Innervation de l’œsophage

La connaissance de l’innervation de l’œsophage permet d’expliquer certains troubles moteurs œsophagiens qui peuvent apparaître chez le chien et le chat, mais dont l’étiopathogénie est différente. Le fonctionnement de l’œsophage du chien dépend essentiellement de son innervation extrinsèque. Une atteinte du nerf vague en région cervicale entraîne une perte de motricité dans la partie distale de l’œsophage. Chez le chat, une atteinte dégénérative du système nerveux autonome est responsable de mégaœsophage. Les désordres moteurs constatés lors d’inflammation de l’œsophage confirment également l’importance de l’information sensitive chez ces deux espèces.
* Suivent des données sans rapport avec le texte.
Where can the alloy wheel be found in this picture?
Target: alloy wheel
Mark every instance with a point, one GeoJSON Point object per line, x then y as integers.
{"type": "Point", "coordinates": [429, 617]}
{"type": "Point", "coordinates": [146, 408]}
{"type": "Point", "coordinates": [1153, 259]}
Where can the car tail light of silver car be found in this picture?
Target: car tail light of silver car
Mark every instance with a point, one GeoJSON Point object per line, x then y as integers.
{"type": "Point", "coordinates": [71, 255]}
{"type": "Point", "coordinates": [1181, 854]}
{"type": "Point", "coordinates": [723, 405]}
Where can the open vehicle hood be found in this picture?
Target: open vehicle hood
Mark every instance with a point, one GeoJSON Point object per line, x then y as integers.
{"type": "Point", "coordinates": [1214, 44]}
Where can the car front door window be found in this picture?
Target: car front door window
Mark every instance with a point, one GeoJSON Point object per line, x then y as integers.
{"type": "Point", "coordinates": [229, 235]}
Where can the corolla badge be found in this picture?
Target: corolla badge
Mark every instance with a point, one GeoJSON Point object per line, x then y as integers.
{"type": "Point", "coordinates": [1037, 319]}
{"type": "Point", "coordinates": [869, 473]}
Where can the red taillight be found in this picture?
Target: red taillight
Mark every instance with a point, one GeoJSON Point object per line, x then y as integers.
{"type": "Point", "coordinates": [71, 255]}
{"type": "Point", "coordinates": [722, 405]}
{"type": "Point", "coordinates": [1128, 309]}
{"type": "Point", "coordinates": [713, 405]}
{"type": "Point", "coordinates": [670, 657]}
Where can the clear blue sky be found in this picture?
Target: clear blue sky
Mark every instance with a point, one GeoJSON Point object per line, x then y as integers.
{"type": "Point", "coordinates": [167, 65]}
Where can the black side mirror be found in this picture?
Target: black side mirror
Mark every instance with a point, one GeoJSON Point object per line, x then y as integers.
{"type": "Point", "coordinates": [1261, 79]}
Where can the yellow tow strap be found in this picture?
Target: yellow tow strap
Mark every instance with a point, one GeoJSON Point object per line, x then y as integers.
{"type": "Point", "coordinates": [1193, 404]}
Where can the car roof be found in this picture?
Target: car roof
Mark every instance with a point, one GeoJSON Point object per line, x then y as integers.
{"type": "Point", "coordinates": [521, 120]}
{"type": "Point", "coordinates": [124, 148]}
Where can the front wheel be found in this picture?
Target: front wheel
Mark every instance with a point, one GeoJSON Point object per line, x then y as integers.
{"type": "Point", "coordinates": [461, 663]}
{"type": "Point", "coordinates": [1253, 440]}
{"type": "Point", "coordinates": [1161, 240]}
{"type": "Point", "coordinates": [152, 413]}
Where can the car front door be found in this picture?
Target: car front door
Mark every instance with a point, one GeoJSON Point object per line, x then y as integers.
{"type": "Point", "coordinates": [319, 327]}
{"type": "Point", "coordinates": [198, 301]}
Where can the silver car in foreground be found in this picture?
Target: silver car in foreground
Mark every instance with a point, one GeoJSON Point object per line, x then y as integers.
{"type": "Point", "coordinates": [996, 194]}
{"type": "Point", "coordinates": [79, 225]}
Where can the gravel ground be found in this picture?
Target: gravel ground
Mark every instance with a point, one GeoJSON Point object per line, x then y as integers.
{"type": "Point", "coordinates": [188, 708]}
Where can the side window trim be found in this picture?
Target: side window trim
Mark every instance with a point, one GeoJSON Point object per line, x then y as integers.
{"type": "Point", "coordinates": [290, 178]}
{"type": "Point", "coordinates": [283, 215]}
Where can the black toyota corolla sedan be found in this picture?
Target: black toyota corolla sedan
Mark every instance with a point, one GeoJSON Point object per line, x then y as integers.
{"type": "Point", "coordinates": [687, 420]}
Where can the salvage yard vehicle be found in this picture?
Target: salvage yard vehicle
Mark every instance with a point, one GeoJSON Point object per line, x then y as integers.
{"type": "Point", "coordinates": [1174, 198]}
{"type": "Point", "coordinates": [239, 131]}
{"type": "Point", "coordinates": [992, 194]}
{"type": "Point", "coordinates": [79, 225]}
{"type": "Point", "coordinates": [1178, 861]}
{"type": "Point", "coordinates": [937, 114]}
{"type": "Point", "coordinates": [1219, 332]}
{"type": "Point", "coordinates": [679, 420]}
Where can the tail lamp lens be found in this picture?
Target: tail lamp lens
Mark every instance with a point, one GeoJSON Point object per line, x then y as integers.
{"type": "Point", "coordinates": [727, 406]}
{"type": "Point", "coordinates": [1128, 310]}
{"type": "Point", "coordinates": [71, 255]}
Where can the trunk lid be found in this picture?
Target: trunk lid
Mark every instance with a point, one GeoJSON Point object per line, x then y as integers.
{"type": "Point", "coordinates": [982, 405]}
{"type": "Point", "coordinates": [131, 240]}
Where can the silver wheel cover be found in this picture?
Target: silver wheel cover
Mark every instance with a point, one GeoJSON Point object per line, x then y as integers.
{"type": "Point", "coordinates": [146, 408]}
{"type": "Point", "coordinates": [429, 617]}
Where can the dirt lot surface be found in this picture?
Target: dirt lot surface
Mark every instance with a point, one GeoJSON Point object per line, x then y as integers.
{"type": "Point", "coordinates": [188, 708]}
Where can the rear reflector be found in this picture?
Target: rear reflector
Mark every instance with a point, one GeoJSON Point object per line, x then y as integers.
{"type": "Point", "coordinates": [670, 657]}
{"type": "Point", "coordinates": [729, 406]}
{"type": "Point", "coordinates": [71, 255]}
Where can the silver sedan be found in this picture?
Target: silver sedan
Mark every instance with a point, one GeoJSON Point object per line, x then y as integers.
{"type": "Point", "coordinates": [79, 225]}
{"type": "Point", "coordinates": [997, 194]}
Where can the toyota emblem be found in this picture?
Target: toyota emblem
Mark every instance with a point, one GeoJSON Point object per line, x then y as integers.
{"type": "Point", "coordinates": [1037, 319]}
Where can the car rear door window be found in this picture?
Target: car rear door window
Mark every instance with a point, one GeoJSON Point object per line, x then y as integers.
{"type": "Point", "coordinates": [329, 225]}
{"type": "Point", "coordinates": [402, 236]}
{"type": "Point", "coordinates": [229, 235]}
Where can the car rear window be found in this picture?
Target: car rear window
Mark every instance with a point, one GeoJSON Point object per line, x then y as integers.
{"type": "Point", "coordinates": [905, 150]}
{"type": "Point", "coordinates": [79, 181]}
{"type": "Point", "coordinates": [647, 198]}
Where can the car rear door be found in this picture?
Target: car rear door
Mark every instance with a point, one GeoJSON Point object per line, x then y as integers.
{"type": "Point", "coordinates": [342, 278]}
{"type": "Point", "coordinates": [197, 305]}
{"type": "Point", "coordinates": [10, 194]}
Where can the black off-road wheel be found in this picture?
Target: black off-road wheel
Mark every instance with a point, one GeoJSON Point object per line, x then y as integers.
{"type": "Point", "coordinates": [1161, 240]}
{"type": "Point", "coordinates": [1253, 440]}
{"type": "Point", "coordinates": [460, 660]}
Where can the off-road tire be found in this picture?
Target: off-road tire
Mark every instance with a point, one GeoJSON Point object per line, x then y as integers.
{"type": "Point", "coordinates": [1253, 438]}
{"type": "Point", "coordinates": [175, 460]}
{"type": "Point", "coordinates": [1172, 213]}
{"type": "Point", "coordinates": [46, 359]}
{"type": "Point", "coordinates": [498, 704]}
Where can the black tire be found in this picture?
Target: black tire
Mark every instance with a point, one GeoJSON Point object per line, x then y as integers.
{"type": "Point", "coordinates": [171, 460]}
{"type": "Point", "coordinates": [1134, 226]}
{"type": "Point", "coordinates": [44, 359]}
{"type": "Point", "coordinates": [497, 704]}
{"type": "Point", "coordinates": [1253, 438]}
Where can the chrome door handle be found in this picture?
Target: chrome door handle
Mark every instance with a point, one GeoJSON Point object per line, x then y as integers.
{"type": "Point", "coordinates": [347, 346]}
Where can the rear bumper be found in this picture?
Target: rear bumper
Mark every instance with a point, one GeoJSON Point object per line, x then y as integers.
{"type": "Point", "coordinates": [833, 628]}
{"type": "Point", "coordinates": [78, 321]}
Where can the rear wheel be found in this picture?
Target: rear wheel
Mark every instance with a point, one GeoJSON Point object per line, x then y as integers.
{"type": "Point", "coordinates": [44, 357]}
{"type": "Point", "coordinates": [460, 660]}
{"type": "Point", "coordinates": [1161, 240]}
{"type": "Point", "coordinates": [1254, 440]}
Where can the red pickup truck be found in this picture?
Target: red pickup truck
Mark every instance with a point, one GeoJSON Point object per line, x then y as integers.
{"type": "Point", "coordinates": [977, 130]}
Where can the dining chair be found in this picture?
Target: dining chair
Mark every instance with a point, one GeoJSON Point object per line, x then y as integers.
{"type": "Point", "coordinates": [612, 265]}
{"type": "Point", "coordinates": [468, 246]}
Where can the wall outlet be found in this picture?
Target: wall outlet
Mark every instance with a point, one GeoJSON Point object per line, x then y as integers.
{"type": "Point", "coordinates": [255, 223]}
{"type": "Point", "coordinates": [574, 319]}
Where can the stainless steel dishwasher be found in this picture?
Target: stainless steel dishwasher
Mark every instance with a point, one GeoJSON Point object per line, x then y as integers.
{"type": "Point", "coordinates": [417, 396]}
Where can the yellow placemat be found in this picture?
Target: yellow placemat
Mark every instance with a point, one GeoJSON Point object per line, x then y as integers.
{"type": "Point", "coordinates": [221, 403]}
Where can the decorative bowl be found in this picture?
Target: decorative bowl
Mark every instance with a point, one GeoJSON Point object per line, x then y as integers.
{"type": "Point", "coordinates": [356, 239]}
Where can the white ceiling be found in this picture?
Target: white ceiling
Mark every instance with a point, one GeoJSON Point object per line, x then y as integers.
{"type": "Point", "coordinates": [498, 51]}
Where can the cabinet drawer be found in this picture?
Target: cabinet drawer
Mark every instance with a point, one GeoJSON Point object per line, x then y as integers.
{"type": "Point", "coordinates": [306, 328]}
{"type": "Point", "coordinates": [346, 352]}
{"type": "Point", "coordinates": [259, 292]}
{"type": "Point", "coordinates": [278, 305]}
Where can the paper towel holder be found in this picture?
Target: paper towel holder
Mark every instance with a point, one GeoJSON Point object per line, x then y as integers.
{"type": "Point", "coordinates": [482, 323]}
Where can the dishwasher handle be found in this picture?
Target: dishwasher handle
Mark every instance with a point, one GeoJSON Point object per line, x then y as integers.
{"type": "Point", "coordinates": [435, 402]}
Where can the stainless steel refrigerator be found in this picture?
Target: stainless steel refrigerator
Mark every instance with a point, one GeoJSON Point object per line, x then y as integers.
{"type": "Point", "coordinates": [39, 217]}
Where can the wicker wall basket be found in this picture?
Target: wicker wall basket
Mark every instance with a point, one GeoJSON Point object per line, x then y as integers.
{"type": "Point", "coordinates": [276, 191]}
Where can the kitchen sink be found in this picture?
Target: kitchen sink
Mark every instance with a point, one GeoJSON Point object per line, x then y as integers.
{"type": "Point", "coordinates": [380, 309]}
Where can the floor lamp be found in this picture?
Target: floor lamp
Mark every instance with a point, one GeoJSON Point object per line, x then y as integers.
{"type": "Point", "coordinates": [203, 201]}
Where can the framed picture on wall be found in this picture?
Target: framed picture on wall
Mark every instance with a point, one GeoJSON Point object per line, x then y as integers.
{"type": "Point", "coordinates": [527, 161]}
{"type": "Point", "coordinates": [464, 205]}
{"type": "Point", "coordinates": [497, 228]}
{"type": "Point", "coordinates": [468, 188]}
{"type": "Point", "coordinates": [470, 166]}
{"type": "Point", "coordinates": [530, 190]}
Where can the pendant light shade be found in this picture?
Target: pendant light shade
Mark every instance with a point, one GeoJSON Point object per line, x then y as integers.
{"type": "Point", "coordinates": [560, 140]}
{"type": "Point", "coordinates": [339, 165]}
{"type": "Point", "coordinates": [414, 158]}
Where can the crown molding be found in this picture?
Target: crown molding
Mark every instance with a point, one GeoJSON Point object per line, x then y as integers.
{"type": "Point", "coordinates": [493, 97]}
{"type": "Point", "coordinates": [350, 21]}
• L’innervation des fibres musculaires striées de l’œsophage est assurée par le système somatique (nerf vague) composé de fibres afférentes ou sensitives et de fibres efférentes ou motrices. Le motoneurone central est représenté par le centre de la déglutition, situé dans la partie médiale de la formation réticulée. Les fibres afférentes proviennent du faisceau solitaire (tronc commun à de nombreux récepteurs périphériques) et aboutissent au noyau solitaire qui intervient pour la déglutition, la respiration et la fréquence cardiaque. Des connexions existent entre le centre de la déglutition et le centre de la respiration : la respiration peut en effet être inhibée lors de la déglutition (voir la FIGURE “Arc réflexe lors de la phase de déglutition œsophagienne chez le chien”).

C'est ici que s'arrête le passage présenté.